1.2 why the example uses a cumulative density function instead of a probability density function?
1.3 why the example divides the predictions made by the model by the square root of the mean square error before they are input into the cumulative density function?
With respect to the basic code example I have listed here, clarify whether or not applying a simple decision boundary to the predictions generated by a gaussian process model is an appropriate way to do binary classification?
Sorry for such a long question and thanks for any help.

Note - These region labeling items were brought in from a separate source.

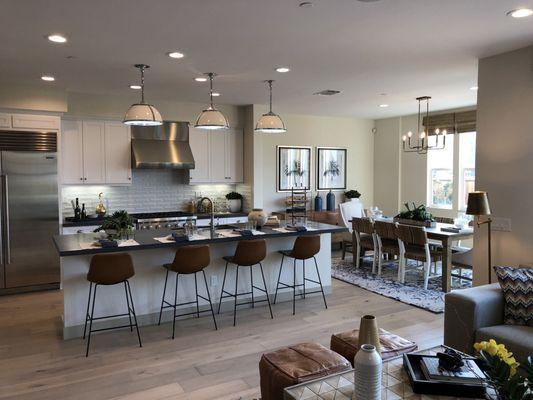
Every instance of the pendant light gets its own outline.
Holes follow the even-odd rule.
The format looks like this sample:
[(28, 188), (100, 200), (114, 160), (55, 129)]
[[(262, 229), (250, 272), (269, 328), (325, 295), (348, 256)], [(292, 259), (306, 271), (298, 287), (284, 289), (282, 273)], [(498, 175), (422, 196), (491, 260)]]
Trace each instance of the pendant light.
[(270, 91), (270, 111), (259, 118), (259, 121), (257, 121), (257, 124), (255, 125), (255, 132), (285, 133), (287, 132), (287, 129), (285, 129), (285, 124), (281, 117), (272, 112), (272, 82), (274, 81), (268, 80), (265, 82), (268, 83)]
[(141, 102), (130, 106), (124, 115), (124, 122), (126, 125), (138, 126), (156, 126), (162, 125), (163, 119), (161, 114), (153, 105), (145, 103), (144, 101), (144, 70), (150, 68), (149, 65), (135, 64), (135, 68), (141, 71)]
[(209, 77), (210, 104), (208, 108), (200, 113), (194, 127), (210, 130), (228, 129), (228, 120), (224, 114), (218, 111), (213, 105), (213, 78), (215, 77), (215, 74), (213, 72), (208, 72), (206, 75)]

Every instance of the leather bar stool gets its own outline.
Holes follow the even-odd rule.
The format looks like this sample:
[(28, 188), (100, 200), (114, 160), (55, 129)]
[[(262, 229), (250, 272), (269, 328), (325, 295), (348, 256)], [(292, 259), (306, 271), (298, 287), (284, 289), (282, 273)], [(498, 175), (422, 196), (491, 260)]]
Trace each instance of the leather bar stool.
[[(320, 272), (318, 271), (318, 264), (316, 262), (316, 257), (315, 257), (315, 255), (318, 254), (319, 251), (320, 251), (320, 236), (318, 235), (298, 236), (296, 238), (296, 241), (294, 242), (294, 246), (292, 250), (281, 250), (280, 251), (280, 253), (282, 254), (282, 257), (281, 257), (281, 265), (279, 267), (278, 283), (276, 284), (276, 294), (274, 295), (274, 304), (276, 304), (276, 299), (278, 297), (278, 290), (280, 289), (280, 287), (282, 289), (291, 288), (292, 289), (292, 315), (294, 315), (296, 312), (296, 288), (303, 287), (303, 292), (300, 293), (301, 297), (305, 299), (305, 296), (307, 294), (321, 292), (322, 298), (324, 299), (324, 306), (326, 307), (326, 309), (328, 308), (328, 304), (326, 303), (326, 295), (324, 294), (324, 288), (322, 286), (322, 279), (320, 279)], [(294, 259), (292, 285), (289, 285), (287, 283), (283, 283), (280, 281), (281, 271), (283, 270), (283, 261), (285, 260), (285, 257), (290, 257)], [(315, 262), (316, 275), (318, 277), (318, 281), (306, 278), (305, 276), (305, 261), (311, 258)], [(303, 283), (301, 284), (296, 284), (296, 260), (302, 260)], [(306, 287), (305, 287), (306, 282), (312, 282), (317, 285), (320, 285), (320, 290), (307, 292)]]
[[(131, 287), (128, 279), (135, 275), (133, 269), (133, 261), (131, 256), (127, 253), (116, 254), (97, 254), (91, 258), (87, 280), (89, 281), (89, 300), (87, 301), (87, 312), (85, 314), (85, 327), (83, 328), (83, 338), (87, 332), (87, 322), (89, 323), (89, 336), (87, 338), (87, 350), (85, 357), (89, 356), (89, 346), (91, 344), (91, 333), (98, 331), (107, 331), (111, 329), (130, 328), (133, 332), (133, 327), (137, 330), (137, 338), (139, 339), (139, 347), (142, 347), (141, 335), (139, 333), (139, 325), (137, 323), (137, 316), (135, 314), (135, 306), (133, 305), (133, 297), (131, 295)], [(96, 303), (96, 289), (99, 285), (118, 285), (124, 284), (124, 291), (126, 293), (127, 314), (106, 315), (103, 317), (94, 317), (94, 304)], [(94, 285), (94, 291), (93, 291)], [(92, 299), (91, 299), (92, 295)], [(92, 301), (91, 301), (92, 300)], [(90, 313), (89, 313), (90, 309)], [(114, 317), (128, 316), (129, 325), (114, 326), (110, 328), (93, 329), (93, 321)], [(132, 321), (133, 317), (133, 321)]]
[[(205, 276), (205, 271), (204, 271), (204, 268), (206, 268), (209, 265), (210, 261), (211, 261), (211, 257), (209, 254), (209, 246), (207, 245), (192, 246), (191, 245), (191, 246), (183, 246), (183, 247), (178, 248), (178, 250), (176, 251), (176, 255), (174, 256), (174, 261), (172, 262), (172, 264), (163, 265), (163, 267), (167, 270), (167, 274), (165, 277), (165, 286), (163, 288), (163, 297), (161, 299), (161, 309), (159, 311), (158, 325), (161, 325), (161, 315), (163, 314), (163, 309), (172, 308), (174, 310), (174, 314), (172, 318), (172, 339), (174, 339), (174, 335), (176, 332), (176, 318), (184, 317), (187, 315), (196, 315), (198, 318), (200, 318), (201, 313), (211, 312), (211, 315), (213, 316), (213, 322), (215, 324), (215, 330), (218, 330), (217, 321), (215, 319), (215, 313), (213, 311), (213, 304), (211, 303), (211, 295), (209, 294), (209, 288), (207, 287), (207, 278)], [(176, 273), (176, 285), (174, 287), (174, 302), (173, 303), (169, 303), (168, 301), (165, 300), (169, 272)], [(207, 297), (204, 297), (198, 294), (197, 274), (200, 272), (202, 273), (204, 277), (205, 291), (206, 291)], [(196, 291), (195, 301), (178, 303), (178, 284), (179, 284), (180, 275), (194, 275), (194, 289)], [(209, 309), (200, 311), (200, 303), (198, 301), (199, 299), (207, 301), (209, 303)], [(178, 307), (191, 305), (191, 304), (196, 304), (196, 311), (189, 312), (189, 313), (183, 313), (183, 314), (176, 314), (176, 309)]]
[[(235, 299), (234, 305), (233, 305), (233, 326), (235, 326), (237, 321), (237, 306), (243, 306), (247, 304), (251, 304), (252, 308), (255, 307), (255, 303), (261, 303), (261, 302), (267, 302), (268, 303), (268, 309), (270, 310), (270, 318), (274, 318), (274, 315), (272, 314), (272, 307), (270, 306), (270, 298), (268, 297), (268, 289), (265, 281), (265, 274), (263, 273), (263, 265), (261, 264), (261, 261), (263, 261), (266, 257), (266, 241), (264, 239), (256, 239), (256, 240), (243, 240), (239, 242), (237, 245), (237, 249), (235, 250), (235, 255), (231, 257), (223, 257), (224, 260), (226, 260), (226, 269), (224, 270), (224, 279), (222, 281), (222, 292), (220, 293), (220, 303), (218, 304), (218, 313), (220, 314), (220, 306), (222, 305), (222, 299), (225, 299), (227, 297), (233, 297)], [(237, 266), (236, 273), (235, 273), (235, 292), (230, 293), (224, 290), (224, 286), (226, 284), (226, 275), (228, 272), (228, 264), (235, 264)], [(261, 278), (263, 279), (263, 288), (260, 288), (258, 286), (254, 285), (254, 275), (253, 275), (253, 266), (259, 265), (259, 269), (261, 270)], [(244, 292), (244, 293), (238, 293), (237, 287), (239, 284), (239, 268), (240, 267), (250, 267), (250, 285), (251, 285), (251, 291)], [(266, 294), (266, 299), (264, 300), (255, 300), (254, 297), (254, 289), (259, 290)], [(238, 303), (237, 299), (239, 296), (252, 296), (252, 301), (247, 301), (244, 303)]]

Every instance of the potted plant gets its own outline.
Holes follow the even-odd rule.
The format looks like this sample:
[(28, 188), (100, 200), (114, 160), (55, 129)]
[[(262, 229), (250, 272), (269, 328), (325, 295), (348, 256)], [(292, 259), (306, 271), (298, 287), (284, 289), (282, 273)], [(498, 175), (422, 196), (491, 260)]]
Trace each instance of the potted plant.
[(361, 197), (361, 193), (359, 193), (357, 190), (348, 190), (344, 192), (344, 197), (347, 199), (347, 201), (359, 201), (359, 197)]
[(231, 212), (239, 212), (242, 209), (242, 194), (237, 192), (229, 192), (226, 195), (228, 200), (228, 207)]
[(405, 211), (402, 211), (394, 217), (395, 222), (406, 225), (425, 226), (427, 228), (436, 226), (433, 215), (427, 211), (424, 204), (417, 206), (414, 202), (412, 208), (409, 203), (405, 203)]

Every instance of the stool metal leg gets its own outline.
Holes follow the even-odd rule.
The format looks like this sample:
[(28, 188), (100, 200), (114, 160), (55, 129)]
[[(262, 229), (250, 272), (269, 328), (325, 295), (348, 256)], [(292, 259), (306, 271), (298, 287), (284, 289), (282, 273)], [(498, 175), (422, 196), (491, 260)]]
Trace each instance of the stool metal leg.
[(328, 303), (326, 303), (326, 295), (324, 294), (324, 287), (322, 286), (322, 279), (320, 279), (320, 272), (318, 271), (318, 264), (316, 262), (316, 257), (315, 256), (313, 256), (313, 260), (315, 260), (316, 275), (318, 276), (318, 283), (320, 284), (320, 291), (322, 292), (322, 298), (324, 299), (324, 306), (327, 309), (328, 308)]
[(176, 286), (174, 288), (174, 315), (172, 316), (172, 339), (176, 333), (176, 304), (178, 304), (178, 283), (180, 274), (176, 273)]
[(165, 286), (163, 287), (163, 297), (161, 298), (161, 309), (159, 310), (159, 321), (157, 325), (161, 325), (161, 315), (163, 314), (163, 304), (165, 303), (165, 294), (167, 293), (168, 269), (165, 275)]
[(211, 303), (211, 295), (209, 294), (209, 287), (207, 286), (207, 278), (205, 276), (205, 271), (202, 270), (202, 273), (204, 274), (205, 291), (207, 292), (207, 299), (209, 300), (209, 307), (211, 307), (211, 315), (213, 316), (213, 322), (215, 324), (215, 330), (218, 331), (217, 320), (215, 318), (215, 311), (213, 310), (213, 303)]
[(235, 303), (233, 305), (233, 326), (237, 323), (237, 284), (239, 283), (239, 266), (237, 265), (237, 272), (235, 274)]
[(218, 303), (218, 312), (220, 314), (220, 307), (222, 306), (222, 296), (224, 295), (224, 285), (226, 284), (226, 273), (228, 272), (228, 262), (226, 261), (226, 268), (224, 269), (224, 279), (222, 279), (222, 291), (220, 292), (220, 302)]
[(130, 332), (133, 332), (133, 325), (131, 324), (130, 299), (128, 296), (128, 286), (126, 285), (126, 281), (124, 281), (124, 292), (126, 293), (126, 305), (128, 307), (128, 318), (130, 320)]
[(93, 317), (94, 317), (94, 303), (96, 301), (96, 288), (98, 285), (94, 284), (94, 292), (93, 292), (93, 305), (91, 307), (91, 315), (89, 319), (89, 336), (87, 337), (87, 349), (85, 350), (85, 357), (89, 357), (89, 346), (91, 344), (91, 332), (93, 329)]
[(87, 299), (87, 311), (85, 312), (85, 326), (83, 327), (83, 338), (85, 339), (85, 332), (87, 331), (87, 321), (89, 320), (89, 306), (91, 305), (91, 292), (93, 290), (93, 283), (89, 282), (89, 298)]
[(276, 304), (276, 299), (278, 298), (278, 288), (279, 288), (279, 281), (281, 280), (281, 270), (283, 269), (283, 260), (285, 260), (285, 254), (281, 256), (281, 264), (279, 266), (279, 274), (278, 274), (278, 283), (276, 283), (276, 294), (274, 294), (274, 304)]
[[(263, 278), (263, 286), (265, 287), (267, 303), (268, 303), (268, 309), (270, 311), (270, 318), (274, 319), (274, 315), (272, 314), (272, 307), (270, 305), (270, 297), (268, 295), (268, 288), (266, 286), (266, 281), (265, 281), (265, 273), (263, 272), (263, 264), (259, 263), (259, 268), (261, 269), (261, 277)], [(254, 288), (252, 286), (252, 292), (253, 292), (253, 290), (254, 290)]]

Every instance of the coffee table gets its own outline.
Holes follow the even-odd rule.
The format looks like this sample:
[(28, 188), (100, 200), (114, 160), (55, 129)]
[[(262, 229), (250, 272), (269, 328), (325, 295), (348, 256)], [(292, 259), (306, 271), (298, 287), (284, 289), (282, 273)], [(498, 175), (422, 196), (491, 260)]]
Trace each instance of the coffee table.
[[(417, 354), (435, 355), (442, 351), (438, 346), (430, 350), (419, 351)], [(353, 370), (285, 388), (285, 400), (351, 400), (354, 398)], [(403, 369), (403, 357), (391, 358), (383, 363), (381, 378), (382, 400), (418, 400), (418, 399), (451, 399), (445, 396), (430, 396), (413, 393), (409, 378)]]

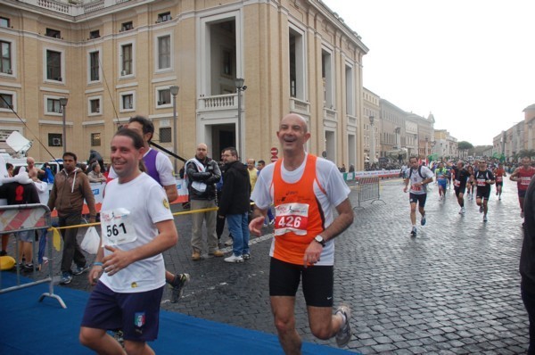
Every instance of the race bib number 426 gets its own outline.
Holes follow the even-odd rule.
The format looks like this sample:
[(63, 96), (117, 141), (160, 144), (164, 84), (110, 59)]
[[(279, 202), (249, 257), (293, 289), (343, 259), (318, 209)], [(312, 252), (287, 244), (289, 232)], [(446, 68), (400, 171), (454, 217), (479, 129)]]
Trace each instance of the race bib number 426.
[(309, 204), (284, 203), (275, 209), (275, 235), (293, 232), (298, 235), (307, 234), (309, 225)]

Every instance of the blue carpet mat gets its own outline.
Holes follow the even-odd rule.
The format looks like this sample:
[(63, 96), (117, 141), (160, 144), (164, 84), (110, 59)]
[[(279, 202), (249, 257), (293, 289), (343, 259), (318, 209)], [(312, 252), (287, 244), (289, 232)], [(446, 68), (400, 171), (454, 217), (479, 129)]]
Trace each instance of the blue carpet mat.
[[(14, 274), (2, 273), (2, 288), (14, 283)], [(54, 293), (67, 304), (67, 309), (62, 309), (53, 298), (45, 297), (39, 302), (39, 296), (45, 292), (48, 284), (0, 294), (0, 354), (93, 354), (78, 340), (88, 293), (54, 287)], [(283, 354), (273, 334), (163, 310), (158, 339), (150, 344), (159, 355)], [(352, 352), (303, 344), (303, 354), (348, 353)]]

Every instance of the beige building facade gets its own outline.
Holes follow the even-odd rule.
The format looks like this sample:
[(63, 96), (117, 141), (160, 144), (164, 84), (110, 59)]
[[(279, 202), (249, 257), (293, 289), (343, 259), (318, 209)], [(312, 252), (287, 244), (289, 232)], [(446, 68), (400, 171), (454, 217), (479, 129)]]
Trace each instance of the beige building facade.
[[(381, 144), (381, 132), (383, 132), (383, 120), (381, 118), (381, 97), (374, 92), (363, 87), (364, 112), (361, 125), (363, 134), (363, 152), (365, 161), (372, 161), (372, 153), (375, 155), (375, 161), (379, 157), (384, 156)], [(372, 124), (373, 122), (373, 124)], [(372, 131), (374, 134), (372, 135)], [(372, 138), (374, 148), (372, 149)], [(373, 152), (372, 152), (373, 151)]]
[(368, 49), (321, 1), (6, 0), (0, 45), (0, 137), (20, 131), (38, 161), (63, 149), (109, 161), (119, 125), (141, 114), (185, 158), (205, 142), (216, 158), (235, 145), (268, 161), (295, 112), (310, 153), (364, 165)]

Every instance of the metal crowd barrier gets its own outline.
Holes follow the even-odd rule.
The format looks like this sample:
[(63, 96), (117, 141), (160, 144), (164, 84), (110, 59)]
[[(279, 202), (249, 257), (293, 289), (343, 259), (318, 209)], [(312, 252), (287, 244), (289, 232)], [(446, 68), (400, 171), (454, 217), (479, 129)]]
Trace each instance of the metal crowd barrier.
[(357, 193), (358, 194), (358, 205), (354, 209), (361, 208), (360, 202), (363, 201), (372, 200), (372, 204), (375, 201), (381, 201), (386, 204), (384, 201), (381, 199), (381, 180), (379, 177), (360, 177), (357, 185)]
[[(17, 243), (16, 243), (17, 246), (16, 246), (16, 252), (15, 252), (16, 254), (18, 254), (18, 244), (19, 244), (18, 232), (34, 231), (34, 233), (35, 233), (35, 231), (49, 229), (51, 227), (52, 227), (52, 218), (50, 216), (50, 210), (48, 209), (48, 207), (46, 205), (40, 204), (40, 203), (33, 203), (33, 204), (17, 204), (17, 205), (11, 205), (11, 206), (0, 206), (0, 231), (2, 231), (3, 234), (5, 234), (5, 233), (14, 233), (15, 234), (15, 236), (17, 238)], [(52, 239), (52, 238), (48, 237), (49, 235), (50, 235), (50, 233), (47, 233), (46, 238)], [(52, 258), (53, 243), (52, 243), (52, 240), (48, 240), (47, 242), (48, 242), (48, 247), (49, 247), (49, 252), (50, 252), (49, 258), (48, 258), (48, 276), (44, 279), (33, 280), (29, 283), (22, 284), (21, 282), (21, 269), (20, 269), (20, 267), (17, 265), (16, 285), (3, 289), (2, 288), (2, 273), (4, 271), (0, 271), (0, 293), (5, 293), (8, 292), (17, 291), (17, 290), (21, 290), (23, 288), (34, 286), (34, 285), (37, 285), (39, 284), (48, 283), (49, 284), (48, 292), (41, 294), (41, 296), (39, 297), (39, 301), (42, 301), (45, 297), (51, 297), (51, 298), (57, 300), (62, 308), (67, 308), (67, 306), (65, 305), (65, 302), (63, 302), (63, 300), (62, 300), (62, 298), (59, 295), (54, 294), (54, 279), (53, 279), (54, 278), (53, 277), (54, 258)], [(36, 246), (35, 245), (36, 245), (36, 243), (35, 242), (32, 243), (32, 252), (33, 252), (32, 254), (34, 256), (33, 257), (34, 260), (36, 259), (36, 257), (35, 257)], [(18, 257), (18, 255), (16, 255), (16, 257)], [(34, 260), (31, 260), (31, 261), (32, 261), (32, 264), (34, 265), (33, 273), (34, 273), (34, 277), (35, 277), (35, 273), (36, 273), (35, 265), (37, 263), (33, 262)]]

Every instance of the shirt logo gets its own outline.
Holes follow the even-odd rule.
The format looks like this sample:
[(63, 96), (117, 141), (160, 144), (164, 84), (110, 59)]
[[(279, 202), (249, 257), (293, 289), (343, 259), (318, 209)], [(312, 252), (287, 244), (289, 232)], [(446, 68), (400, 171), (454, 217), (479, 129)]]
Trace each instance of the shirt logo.
[(136, 326), (144, 326), (144, 322), (145, 322), (144, 312), (139, 312), (139, 313), (136, 313), (134, 315), (134, 325)]

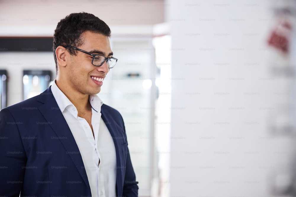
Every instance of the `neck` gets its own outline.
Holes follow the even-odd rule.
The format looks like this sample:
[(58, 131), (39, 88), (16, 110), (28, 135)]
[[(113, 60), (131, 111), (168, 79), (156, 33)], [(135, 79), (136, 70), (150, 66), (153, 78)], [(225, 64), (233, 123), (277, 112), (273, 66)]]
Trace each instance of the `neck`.
[(65, 83), (60, 81), (57, 79), (55, 82), (59, 88), (76, 108), (78, 113), (91, 109), (90, 103), (89, 101), (89, 95), (73, 91), (67, 86), (65, 85)]

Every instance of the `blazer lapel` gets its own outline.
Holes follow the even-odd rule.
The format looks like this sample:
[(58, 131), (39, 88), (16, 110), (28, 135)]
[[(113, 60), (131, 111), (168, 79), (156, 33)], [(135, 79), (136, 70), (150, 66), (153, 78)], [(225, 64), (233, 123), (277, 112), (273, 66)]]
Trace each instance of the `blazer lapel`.
[[(40, 106), (39, 109), (49, 122), (49, 125), (58, 137), (67, 152), (79, 152), (79, 149), (72, 133), (68, 126), (64, 116), (59, 108), (50, 87), (43, 94), (40, 95), (37, 100), (44, 104)], [(86, 172), (84, 168), (82, 158), (80, 154), (69, 154), (69, 156), (79, 172), (86, 185), (90, 190)]]
[[(117, 174), (116, 181), (116, 193), (117, 196), (121, 195), (123, 189), (123, 177), (122, 171), (123, 167), (125, 167), (125, 164), (123, 163), (122, 155), (121, 152), (122, 140), (118, 140), (119, 138), (118, 126), (113, 120), (112, 116), (105, 109), (105, 105), (103, 105), (101, 108), (101, 113), (102, 119), (105, 122), (107, 128), (113, 139), (116, 151), (116, 161)], [(122, 137), (122, 136), (121, 136)]]

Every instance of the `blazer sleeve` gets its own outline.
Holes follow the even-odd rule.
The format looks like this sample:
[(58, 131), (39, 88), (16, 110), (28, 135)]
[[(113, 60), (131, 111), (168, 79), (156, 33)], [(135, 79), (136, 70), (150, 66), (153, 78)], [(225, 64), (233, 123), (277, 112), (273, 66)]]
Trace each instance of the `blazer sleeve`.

In the GP classifier, a standard GP distribution over functions is "squashed," usually using the standard normal CDF (also called the probit function), to map it to a distribution over binary categories.
Another interpretation of this process is through a hierarchical model (this paper has the derivation), with a hidden variable drawn from a Gaussian Process.
In sklearn's gp library, it looks like the output from y_pred, MSE=gp.predict(xx, eval_MSE=True) are the (approximate) posterior means (y_pred) and posterior variances (MSE) evaluated at points in xx before any squashing occurs.
To obtain the probability that a point from the test set belongs to the positive class, you can convert the normal distribution over y_pred to a binary distribution by applying the Normal CDF (see [this paper again] for details).
The hierarchical model of the probit squashing function is defined by a 0 decision boundary (the standard normal distribution is symmetric around 0, meaning PHI(0)=.5). So you should set DECISIONBOUNDARY=0.